Suppose that I have a struct Node which contains x and y and I would like to create a vector of these Nodes.
struct Node {
int x;
int y;
Node(int x, int y);
};
vector<Node *> nodes;
I would like to write various functions that work either on x or y. For example, I want to write a sort function that sorts the nodes vector by x coordinates and another one which sorts based on y.
It is definitely a better idea to write a single function that implements both sort_by_x and sort_by_y. I was thinking of writing a function which takes a bool like isX and performs the sorting accordingly. However, I would like to avoid writing the same code twice (once for x and once for y). I want to write a single piece of code that performs the corresponding sorting. I tried to implement this using the following code, but it is not valid in C++ (because it expects c to be one of the variables in Node).

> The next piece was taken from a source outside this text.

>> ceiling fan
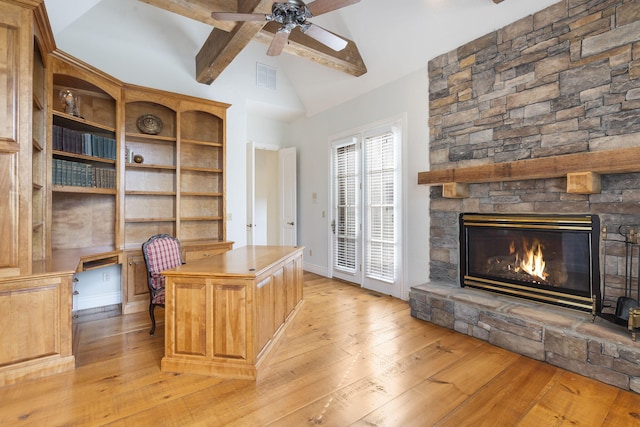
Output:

void mySort(vector<Node *> &nodes, bool isX) {
char c;
if (isX) {
c = 'x';
}
else {
c = 'y';
}
// some code
nodes[i]->c // if c == 'x', x will be used, otherwise y.
}
Would you please let me a workaround to rewrite the above code or some other way of implementing the same functionalities based on different variables?

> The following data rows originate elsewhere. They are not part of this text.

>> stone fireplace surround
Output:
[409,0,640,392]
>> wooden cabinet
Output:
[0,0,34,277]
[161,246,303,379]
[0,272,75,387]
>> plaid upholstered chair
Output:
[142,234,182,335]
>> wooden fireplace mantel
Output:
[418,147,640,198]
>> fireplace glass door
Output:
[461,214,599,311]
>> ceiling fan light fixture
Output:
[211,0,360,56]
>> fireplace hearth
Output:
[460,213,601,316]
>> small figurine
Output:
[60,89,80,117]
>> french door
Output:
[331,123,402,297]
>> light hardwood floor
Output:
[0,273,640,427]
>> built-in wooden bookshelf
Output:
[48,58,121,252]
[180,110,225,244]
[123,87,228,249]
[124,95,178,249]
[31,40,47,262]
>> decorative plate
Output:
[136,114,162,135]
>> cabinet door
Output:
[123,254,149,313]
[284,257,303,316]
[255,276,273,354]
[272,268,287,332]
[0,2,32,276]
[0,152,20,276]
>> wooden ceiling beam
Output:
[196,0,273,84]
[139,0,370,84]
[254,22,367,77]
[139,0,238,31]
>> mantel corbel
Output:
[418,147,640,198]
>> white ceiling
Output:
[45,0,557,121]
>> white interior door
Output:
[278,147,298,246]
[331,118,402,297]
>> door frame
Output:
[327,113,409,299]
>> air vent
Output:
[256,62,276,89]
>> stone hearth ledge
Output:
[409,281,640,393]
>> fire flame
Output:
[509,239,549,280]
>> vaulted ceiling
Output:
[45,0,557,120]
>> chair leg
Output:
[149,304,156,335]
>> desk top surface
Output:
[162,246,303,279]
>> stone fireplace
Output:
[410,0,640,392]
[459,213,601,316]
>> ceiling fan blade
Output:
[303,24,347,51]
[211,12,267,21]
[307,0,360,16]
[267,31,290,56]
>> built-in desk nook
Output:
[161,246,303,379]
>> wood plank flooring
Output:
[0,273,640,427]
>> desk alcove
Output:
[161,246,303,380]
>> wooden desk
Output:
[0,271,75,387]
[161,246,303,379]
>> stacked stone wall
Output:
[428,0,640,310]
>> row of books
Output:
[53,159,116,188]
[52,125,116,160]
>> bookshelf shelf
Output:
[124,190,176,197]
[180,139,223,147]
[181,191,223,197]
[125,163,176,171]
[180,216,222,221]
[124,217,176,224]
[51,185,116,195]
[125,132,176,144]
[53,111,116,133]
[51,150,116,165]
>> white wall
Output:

You can use a pointer to member here:
int Node::*m;
if (isX) {
m = &Node::x;
}
else {
m = &Node::y;
}
// some code
nodes[i]->*m
The syntax is fairly ugly, but it does exactly what you're trying to do. If you have C++11 available an alternative would be to write simple lambda functions to return x or y and store them in a std::function; this is slightly less efficient, but less ugly and more general.